We want our model to learn the values of embedding matrix itself. The user latent features and ineterests latent features are looked up from the embedding matrices for specific interest-user combination. These are the input values for further linear and non-linear layers. We can pass this input to multiple relu, linear or sigmoid layers and learn the corresponding weights by any optimization algorithm (Adam, SGD, etc.).

Build the Model

#Build-the-Model

I created a sparse matrix factoring algorithm in Keras for my model in CFModel.py Here are the main components:

  • A left embedding layer that creates a Users by Latent Factors matrix.
  • A right embedding layer that creates a interest by Latent Factors matrix.
  • When the input to these layers are (i) a user id and (ii) a interest id, they'll return the latent factor vectors for the user and the interest, respectively.
  • A merge layer that takes the dot product of these two latent vectors to return the predicted rating.
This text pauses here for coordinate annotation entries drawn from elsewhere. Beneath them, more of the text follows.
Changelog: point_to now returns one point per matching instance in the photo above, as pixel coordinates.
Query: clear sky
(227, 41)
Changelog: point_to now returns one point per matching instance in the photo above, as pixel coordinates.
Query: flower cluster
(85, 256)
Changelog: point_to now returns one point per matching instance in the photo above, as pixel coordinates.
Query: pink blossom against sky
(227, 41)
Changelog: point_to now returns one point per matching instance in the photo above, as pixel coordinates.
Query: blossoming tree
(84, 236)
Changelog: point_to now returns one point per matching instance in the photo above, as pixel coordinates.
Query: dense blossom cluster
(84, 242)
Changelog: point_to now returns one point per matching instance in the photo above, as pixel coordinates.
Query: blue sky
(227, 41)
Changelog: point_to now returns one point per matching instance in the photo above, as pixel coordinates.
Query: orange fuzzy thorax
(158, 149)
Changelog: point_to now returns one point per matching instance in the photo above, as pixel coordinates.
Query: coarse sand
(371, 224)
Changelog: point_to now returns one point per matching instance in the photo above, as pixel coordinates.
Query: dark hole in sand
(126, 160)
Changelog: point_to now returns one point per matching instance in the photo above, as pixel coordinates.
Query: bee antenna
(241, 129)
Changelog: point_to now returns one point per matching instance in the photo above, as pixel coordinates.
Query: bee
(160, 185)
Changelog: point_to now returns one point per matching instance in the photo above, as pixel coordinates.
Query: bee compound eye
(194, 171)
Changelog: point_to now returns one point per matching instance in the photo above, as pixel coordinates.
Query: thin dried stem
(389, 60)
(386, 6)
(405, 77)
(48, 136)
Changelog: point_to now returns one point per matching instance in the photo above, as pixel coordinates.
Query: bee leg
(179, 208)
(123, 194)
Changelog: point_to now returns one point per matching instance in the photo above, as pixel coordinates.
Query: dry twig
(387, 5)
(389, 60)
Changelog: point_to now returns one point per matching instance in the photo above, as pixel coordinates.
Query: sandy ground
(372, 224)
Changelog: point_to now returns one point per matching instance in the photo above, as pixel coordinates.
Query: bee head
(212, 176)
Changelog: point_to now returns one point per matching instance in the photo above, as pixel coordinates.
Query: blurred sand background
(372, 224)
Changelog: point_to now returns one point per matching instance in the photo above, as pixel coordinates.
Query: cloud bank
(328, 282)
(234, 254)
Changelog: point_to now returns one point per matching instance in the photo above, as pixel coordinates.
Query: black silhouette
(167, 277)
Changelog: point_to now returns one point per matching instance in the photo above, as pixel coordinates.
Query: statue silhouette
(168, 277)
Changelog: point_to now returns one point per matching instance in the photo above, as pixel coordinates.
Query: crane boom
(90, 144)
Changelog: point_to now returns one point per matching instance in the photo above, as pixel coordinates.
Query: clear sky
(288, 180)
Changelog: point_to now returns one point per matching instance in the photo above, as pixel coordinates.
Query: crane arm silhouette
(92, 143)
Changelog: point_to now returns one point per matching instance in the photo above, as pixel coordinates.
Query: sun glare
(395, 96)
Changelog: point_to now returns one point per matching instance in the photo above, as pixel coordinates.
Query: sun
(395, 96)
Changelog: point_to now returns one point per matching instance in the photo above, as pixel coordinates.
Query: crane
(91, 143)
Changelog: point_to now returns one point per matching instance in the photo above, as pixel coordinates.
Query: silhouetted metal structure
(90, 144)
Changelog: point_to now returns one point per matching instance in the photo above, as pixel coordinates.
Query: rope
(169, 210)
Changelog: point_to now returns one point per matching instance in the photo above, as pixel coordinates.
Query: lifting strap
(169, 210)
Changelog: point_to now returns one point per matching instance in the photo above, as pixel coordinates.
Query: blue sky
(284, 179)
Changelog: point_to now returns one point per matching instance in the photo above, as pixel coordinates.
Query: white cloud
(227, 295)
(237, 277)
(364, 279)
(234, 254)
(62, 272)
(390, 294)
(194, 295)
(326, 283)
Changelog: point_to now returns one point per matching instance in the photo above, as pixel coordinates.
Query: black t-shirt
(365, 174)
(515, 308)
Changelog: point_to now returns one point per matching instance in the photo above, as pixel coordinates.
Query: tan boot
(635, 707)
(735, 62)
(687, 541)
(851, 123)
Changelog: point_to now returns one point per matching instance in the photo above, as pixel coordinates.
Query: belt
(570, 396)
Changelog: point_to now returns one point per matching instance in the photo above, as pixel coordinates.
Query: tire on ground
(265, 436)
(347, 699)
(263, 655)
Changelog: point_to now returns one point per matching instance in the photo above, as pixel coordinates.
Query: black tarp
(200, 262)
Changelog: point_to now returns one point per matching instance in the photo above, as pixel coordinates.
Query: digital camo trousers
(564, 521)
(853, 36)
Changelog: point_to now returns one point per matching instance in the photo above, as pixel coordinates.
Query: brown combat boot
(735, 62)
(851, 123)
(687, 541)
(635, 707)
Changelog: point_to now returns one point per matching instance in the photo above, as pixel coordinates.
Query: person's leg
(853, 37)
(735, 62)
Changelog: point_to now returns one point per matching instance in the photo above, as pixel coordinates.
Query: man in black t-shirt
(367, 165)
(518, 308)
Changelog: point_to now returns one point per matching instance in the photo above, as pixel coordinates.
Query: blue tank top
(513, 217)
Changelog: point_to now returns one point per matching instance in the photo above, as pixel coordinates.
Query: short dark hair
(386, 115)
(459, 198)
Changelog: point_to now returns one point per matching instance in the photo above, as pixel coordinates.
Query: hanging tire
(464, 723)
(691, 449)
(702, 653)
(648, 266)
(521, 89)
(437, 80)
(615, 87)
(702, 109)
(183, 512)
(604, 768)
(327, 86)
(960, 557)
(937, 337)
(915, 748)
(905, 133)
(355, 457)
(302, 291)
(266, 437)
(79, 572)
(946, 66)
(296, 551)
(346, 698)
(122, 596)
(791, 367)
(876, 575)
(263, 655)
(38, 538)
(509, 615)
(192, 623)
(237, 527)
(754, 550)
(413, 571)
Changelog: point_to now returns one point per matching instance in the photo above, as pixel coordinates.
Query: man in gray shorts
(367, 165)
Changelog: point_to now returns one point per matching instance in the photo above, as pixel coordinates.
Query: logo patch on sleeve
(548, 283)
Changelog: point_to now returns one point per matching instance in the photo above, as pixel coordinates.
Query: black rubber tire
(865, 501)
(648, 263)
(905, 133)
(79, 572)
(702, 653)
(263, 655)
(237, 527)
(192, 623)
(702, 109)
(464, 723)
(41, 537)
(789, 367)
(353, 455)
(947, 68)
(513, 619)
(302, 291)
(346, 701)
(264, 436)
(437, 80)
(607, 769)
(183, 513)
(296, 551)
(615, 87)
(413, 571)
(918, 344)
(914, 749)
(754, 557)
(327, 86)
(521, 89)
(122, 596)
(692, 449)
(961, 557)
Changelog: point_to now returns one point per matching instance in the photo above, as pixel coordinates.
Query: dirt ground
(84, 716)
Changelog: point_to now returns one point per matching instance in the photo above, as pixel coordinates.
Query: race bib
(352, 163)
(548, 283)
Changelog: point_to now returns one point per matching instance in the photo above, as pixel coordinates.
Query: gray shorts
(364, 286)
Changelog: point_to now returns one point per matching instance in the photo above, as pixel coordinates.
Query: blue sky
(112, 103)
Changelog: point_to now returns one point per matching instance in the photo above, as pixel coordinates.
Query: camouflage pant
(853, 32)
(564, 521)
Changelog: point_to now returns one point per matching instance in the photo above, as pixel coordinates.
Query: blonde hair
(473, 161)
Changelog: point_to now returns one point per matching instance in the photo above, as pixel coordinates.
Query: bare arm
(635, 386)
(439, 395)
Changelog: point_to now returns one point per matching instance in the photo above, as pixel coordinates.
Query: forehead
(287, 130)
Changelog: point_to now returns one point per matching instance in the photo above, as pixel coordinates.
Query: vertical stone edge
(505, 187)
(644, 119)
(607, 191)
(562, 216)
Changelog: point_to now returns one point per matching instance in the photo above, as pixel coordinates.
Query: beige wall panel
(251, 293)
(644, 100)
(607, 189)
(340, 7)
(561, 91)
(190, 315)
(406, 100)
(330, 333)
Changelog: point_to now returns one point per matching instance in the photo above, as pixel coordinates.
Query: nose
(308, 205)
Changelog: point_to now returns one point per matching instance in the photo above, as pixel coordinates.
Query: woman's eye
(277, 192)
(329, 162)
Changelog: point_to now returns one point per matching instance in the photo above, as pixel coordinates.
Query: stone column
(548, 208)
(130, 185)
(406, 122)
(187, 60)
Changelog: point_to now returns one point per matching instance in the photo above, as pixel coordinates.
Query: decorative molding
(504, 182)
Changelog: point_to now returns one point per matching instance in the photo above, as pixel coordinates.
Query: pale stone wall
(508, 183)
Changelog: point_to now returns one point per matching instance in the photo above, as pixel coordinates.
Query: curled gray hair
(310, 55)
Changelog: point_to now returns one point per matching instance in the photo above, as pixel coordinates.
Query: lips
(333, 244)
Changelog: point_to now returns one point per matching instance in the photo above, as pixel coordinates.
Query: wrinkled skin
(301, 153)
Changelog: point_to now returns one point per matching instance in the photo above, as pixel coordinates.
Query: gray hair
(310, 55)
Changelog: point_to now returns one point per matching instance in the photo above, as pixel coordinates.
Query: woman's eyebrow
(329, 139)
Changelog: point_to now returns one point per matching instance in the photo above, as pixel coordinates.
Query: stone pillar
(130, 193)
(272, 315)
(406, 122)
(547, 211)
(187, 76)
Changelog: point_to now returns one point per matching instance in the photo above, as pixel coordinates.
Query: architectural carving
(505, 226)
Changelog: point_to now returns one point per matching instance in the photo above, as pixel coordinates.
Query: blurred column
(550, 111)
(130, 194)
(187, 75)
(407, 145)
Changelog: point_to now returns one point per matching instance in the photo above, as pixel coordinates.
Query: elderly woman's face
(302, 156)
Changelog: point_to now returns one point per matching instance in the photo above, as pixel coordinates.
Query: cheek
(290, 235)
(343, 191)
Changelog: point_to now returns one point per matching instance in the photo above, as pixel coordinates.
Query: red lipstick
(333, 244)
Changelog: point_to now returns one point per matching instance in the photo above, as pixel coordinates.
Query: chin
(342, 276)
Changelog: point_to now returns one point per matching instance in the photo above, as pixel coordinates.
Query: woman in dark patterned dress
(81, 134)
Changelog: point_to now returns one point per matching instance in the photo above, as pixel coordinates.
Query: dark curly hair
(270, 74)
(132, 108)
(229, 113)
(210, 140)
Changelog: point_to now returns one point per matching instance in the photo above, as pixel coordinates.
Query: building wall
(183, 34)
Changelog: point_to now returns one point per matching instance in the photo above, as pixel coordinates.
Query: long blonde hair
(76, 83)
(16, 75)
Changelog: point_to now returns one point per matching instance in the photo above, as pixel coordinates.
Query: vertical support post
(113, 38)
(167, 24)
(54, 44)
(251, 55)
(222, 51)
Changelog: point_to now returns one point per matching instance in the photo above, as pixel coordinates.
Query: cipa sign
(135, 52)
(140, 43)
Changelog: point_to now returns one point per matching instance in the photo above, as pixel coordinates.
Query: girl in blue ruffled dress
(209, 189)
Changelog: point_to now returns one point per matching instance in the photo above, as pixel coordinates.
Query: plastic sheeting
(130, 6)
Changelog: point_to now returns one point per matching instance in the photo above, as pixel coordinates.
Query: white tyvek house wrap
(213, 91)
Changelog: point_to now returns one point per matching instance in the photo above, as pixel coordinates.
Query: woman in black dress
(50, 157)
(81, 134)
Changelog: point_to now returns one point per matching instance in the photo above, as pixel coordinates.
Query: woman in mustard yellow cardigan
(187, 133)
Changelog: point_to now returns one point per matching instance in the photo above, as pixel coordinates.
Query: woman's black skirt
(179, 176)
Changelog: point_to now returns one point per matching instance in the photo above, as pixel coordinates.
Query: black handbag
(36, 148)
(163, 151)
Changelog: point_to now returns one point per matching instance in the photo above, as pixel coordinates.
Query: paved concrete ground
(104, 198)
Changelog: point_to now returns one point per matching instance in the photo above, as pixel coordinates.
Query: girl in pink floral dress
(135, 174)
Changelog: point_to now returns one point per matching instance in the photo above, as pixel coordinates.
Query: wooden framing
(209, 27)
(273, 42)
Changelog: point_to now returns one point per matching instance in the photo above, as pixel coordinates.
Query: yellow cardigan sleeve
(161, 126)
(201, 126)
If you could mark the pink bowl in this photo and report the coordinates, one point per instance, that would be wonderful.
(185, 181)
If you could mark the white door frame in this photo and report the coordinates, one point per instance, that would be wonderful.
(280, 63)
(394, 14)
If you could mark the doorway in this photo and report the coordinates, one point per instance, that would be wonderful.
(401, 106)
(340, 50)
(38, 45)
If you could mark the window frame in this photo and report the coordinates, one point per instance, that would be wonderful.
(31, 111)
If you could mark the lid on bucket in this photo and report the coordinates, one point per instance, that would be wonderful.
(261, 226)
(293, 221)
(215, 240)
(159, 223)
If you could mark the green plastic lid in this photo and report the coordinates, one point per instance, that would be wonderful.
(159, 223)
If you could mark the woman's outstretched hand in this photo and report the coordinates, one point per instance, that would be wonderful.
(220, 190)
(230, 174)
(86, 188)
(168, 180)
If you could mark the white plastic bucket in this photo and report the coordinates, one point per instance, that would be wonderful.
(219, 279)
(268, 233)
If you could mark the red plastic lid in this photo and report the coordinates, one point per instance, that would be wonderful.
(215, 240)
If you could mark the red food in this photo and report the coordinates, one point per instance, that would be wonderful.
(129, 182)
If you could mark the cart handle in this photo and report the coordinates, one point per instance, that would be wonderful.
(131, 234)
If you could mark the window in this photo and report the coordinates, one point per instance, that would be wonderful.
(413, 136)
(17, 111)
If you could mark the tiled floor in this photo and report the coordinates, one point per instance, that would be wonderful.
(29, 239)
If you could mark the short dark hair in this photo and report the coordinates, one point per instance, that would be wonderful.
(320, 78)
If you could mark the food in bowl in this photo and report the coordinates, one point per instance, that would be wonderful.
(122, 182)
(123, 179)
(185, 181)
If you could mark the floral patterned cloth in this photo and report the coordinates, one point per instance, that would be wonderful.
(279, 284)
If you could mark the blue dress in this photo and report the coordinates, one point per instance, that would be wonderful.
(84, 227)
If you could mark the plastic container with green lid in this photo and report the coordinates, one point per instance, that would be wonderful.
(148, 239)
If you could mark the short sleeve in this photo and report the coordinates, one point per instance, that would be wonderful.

I then compile the model using Mean Squared Error (MSE) as the loss function and the AdaMax learning algorithm.

Train the Model

#Train-the-Model

Now I need to train the model. This step will be the most-time consuming one.

Root Mean Square Error

#Root-Mean-Square-Error

During the training process above, I saved the model weights each time the validation loss has improved. Thus, I can use that value to calculate the best validation Root Mean Square Error.

The best validation loss is 0.8512 at epoch 5. Taking the square root of that number, I got the RMSE value of 0.9226.

Predict the Ratings

#Predict-the-Ratings

The next step is to actually predict the frequency a random user will go to a random interest. Below I apply the freshly trained deep learning model for all the users and all the interests, using 100 dimensional embeddings for each of them. I also load pre-trained weights from *weights.h5

As mentioned above, my random test user is has ID 6.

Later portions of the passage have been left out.